In this paper, the CNN (convolutional neural network) model is customized to make in use for recognizing and classifying the grape leaf is affected by deficiency of nutrients namely, Potassium, Magnesium, Nitrogen, and Phosphorous. Since the deficiency of each nutrient has somehow similar effects on the health and shape of the leaf, therefore there is a need for an automated system to detect these types of diseases with maximum accuracy. We also generated a novel dataset of grape leaves affected by these deficiencies in a controlled environment under the guidance of experts and grape crop specialists. On the other hand, we also compared the results with other state-of-the-art approaches in order to suggest the recommendations for the parameter tuning while performing parametric-based tasks. For this purpose, we generated two datasets: one containing the original images of the affected grape leaves, the second one contains the increased number of instances that are augmented through the classical approaches to avoid over-fitting and achieving higher accuracy. The usage of CNN model in grape leaf classification furnishes an opportunity to developers for designing an application for handheld devices for both the specialists and the farmers to analyze the grape fruit condition at initial stage to make them alert if any disease is going to affect the plant. The limitation of our work lies in the fact that there is a lack of standard data resources in the grape leaf affected with the diseases aforementioned to generate benchmark results.

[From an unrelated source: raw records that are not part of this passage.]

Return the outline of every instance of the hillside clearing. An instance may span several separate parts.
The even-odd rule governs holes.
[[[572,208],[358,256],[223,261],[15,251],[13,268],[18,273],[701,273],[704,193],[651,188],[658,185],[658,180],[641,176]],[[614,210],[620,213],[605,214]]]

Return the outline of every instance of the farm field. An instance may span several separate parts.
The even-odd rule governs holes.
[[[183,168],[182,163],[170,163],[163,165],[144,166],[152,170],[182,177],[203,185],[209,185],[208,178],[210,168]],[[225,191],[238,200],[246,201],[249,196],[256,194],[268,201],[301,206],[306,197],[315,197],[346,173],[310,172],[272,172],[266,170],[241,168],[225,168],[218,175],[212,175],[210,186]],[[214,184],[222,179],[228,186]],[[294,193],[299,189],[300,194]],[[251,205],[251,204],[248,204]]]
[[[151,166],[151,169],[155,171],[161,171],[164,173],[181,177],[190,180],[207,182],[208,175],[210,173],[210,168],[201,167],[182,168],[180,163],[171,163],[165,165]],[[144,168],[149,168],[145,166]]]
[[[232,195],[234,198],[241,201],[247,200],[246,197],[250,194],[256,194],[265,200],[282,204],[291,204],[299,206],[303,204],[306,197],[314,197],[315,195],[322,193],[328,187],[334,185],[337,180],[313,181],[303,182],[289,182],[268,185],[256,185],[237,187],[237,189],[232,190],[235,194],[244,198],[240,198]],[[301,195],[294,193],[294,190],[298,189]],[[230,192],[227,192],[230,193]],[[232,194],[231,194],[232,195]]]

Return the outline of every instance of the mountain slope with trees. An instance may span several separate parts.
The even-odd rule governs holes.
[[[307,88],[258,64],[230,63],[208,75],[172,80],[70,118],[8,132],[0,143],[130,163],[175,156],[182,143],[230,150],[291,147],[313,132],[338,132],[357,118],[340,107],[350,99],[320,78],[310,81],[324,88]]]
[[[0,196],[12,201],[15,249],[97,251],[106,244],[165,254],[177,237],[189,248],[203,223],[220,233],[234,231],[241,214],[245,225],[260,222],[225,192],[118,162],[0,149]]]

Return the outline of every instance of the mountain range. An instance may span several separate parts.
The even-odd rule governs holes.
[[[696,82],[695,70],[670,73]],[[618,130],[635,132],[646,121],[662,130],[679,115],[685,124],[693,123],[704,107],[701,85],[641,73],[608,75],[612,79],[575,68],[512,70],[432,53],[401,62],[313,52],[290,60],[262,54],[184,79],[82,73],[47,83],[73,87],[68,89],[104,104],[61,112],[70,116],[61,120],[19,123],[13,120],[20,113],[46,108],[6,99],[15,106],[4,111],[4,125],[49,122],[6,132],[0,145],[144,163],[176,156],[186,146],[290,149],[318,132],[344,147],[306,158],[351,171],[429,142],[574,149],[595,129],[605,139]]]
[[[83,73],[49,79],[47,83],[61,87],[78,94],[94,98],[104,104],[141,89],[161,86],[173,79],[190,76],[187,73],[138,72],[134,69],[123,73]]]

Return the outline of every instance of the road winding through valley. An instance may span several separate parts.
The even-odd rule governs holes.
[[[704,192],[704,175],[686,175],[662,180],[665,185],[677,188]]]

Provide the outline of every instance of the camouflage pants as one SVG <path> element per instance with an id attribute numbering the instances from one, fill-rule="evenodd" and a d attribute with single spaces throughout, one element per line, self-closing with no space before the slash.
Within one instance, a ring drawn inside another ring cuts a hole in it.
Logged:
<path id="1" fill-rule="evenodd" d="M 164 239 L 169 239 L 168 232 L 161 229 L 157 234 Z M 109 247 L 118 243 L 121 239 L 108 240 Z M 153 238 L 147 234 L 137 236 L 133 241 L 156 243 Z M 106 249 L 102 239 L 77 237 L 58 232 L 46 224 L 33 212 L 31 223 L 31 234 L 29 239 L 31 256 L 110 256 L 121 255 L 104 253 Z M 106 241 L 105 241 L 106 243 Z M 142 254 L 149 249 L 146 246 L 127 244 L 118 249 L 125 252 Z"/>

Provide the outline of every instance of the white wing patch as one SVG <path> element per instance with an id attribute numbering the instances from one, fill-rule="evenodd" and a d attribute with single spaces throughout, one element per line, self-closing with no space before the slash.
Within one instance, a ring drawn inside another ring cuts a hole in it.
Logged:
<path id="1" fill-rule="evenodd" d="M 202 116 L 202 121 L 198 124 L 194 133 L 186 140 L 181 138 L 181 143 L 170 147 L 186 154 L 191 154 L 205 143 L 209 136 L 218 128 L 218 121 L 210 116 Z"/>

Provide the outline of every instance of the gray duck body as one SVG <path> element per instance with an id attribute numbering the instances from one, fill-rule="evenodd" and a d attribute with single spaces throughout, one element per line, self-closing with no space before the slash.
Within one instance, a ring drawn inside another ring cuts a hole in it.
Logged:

It is concluded from the literature that most of the authors recommend the use of deep CNNs while performing image related classification and recognition tasks. There exist some inherent issues that are still remained unanswered like how to determine the number of levels and the hidden neurons that capable enough to extract the features in each layer. Similarly, a dataset is required that has multiple complex feature to check the reliability and efficacy of the deep network models. In addition, extracting the true set of the optimal features and parameters to achieve the error-free results is one of the major critical research issues. The reliability of the proposed classifier lie in the fact that it should be assessed through some other variants of the deep models like two-dimensional Long Short-Term memory (BLSTM) or bidirectional LSTM. The Reinforcement Learning (RL) is one of the new areas of machine learning that makes the system to perform the required actions by learning from the environment to maximize the efficiency of the system where human approach is quite impossible. [4, 68, 10, 12, 13]

Data Availability

The data used to support the findings of this study are available from the corresponding author upon request.

Conflicts of Interest

The authors declare that they have no conflicts of interest.

Acknowledgments

No funding was available for this study.